A SanRemo tanti fiori per Benigni
Scritto da: Gian Mario Infelici
domenica 10 marzo 2002 nella categoria:
eventi
Benigni alla fine sono stati solo fiori
Il premio Oscar travolge e incanta la platea del teatro Ariston
Da Sanremo
Tanto tuonò che poi non piovve. L'arrivo di Roberto Benigni al Festival di Sanremo è stato accompagnato da una lunga attesa fatta di ansia, polemiche, e presunti lanci di uova e ortaggi.
Alla fine sono stati soltanto fiori e sorrisi quelli che il premio Oscar ha strappato al pubblico dell'Ariston e a milioni di telespettatori. Semplicemente travolgente Roberto ha aperto il suo intervento con un lungo e comicissimo dialogo. «Ma Ferrara dov'è? – ha detto Benigni - strano perché se era presente l'avrei certamente visto». Qualche battuta su Berlusconi poi un lungo ed intenso monologo sull'amore, in cui prima recita il versi del canto 33 del Paradiso di Dante Alighieri, quello in cui San Bernando chiede a Dante di recitare alcuni versi alla Madonna. Subito dopo, incanta con la canzone di Nicola Piovani, "Quanto t'ho amato".

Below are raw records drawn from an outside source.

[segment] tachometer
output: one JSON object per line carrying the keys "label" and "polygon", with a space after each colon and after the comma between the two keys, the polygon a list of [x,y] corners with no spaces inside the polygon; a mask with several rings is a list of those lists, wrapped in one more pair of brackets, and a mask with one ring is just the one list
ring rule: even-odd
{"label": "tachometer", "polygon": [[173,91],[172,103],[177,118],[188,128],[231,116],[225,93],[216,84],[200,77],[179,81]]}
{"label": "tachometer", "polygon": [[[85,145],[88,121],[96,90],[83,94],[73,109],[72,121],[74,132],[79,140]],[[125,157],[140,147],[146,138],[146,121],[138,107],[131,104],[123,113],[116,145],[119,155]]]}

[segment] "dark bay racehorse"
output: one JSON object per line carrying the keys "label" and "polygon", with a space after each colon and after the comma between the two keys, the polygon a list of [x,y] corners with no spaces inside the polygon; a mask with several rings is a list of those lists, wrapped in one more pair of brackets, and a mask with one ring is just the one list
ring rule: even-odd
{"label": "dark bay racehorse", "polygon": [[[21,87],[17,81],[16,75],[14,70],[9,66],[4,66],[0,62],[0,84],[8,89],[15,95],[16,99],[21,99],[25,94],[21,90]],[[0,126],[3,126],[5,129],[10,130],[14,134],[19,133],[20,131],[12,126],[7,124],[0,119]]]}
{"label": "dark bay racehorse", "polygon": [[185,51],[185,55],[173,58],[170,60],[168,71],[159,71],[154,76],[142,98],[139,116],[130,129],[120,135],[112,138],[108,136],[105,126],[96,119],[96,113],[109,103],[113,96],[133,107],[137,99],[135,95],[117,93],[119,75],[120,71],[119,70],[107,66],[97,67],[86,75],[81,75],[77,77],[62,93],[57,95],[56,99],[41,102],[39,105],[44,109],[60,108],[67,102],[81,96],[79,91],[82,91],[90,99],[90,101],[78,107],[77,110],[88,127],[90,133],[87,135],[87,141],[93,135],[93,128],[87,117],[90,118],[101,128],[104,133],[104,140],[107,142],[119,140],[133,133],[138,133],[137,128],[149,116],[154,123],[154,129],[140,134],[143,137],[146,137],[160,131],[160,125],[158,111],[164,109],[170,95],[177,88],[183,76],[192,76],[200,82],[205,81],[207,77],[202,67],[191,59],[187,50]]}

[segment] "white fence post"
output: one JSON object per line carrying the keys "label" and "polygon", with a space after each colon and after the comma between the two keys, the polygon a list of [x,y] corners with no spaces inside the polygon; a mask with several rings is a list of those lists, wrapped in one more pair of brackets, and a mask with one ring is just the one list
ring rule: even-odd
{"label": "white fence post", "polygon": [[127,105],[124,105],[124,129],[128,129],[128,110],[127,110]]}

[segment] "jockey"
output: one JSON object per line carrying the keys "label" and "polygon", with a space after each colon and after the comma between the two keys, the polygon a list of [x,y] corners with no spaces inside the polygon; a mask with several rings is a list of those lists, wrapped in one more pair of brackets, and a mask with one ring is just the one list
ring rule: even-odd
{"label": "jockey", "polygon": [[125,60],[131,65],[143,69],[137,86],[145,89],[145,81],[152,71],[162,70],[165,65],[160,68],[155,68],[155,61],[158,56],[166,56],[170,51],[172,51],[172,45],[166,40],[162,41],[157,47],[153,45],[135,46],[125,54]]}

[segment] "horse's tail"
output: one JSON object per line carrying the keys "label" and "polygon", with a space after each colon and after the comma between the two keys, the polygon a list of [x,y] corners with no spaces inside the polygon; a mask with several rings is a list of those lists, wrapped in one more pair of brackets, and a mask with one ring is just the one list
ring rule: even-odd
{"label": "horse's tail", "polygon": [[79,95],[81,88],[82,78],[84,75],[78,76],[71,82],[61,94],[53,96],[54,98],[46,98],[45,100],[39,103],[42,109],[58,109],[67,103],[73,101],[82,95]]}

Ormai Benigni è travolgente, il pubblico dell'Ariston è tutto in piedi: «Auguri a tutti i Presidenti da Ciampi a Baldassarre. Auguri a Berlusconi con l'augurio che il suo operato ci renda tutti orgogliosi di essere italiani». E sul palco invece delle uova sono volati i fiori. Gli stessi fiori che hanno travolto Benigni quando è entrato in sala stampa con i giornalisti tutti in piedi. «Parlare di Ferrara l'argomento è troppo vasto... e si farebbe troppo tardi...».
Quanto ha cambiato il suo monologo la polemica di Ferrara?
«Beh! Io ho avuto la possibilità di parlare un pochino più di lui. Però no, la sua polemica e tutto il polverone sollevato in questi giorni, non ha cambiato nulla. Era tanto che non facevo una cosa in televisione e... ero un pò arrugginito e anche molto emozionato. No, Ferrara non ha cambiato il mio intervento.
Alla fine non è venuto?
«Sospettavo che non sarebbe venuto, naturalmente io su questa cosa ci ho riso sopra, l'ho preso come un gioco».
Dopo le polemiche ha pensato di rinunciare a venire a Sanremo?
«Mai avrei rinunciato a venire a Sanremo. Sarebbe stato un gesto cortese. E poi avevo vaglia di "sdraiarmi"... e Sanremo mi ha dato questa opportunità Baudo poi ormai è il sindaco di questa cosa qua... ci ho pensato, avevo il desiderio anche di ringraziare la gente perché ha visto il mio film e volevo dire grazie alla gente.
Però non ha fatto una satira politica e non ha attaccato nessuno!
«Ma! Sarebbe stato un atto vigliacco parlare di politica e va bene che un comico può dire tutto, ma c'è un limite».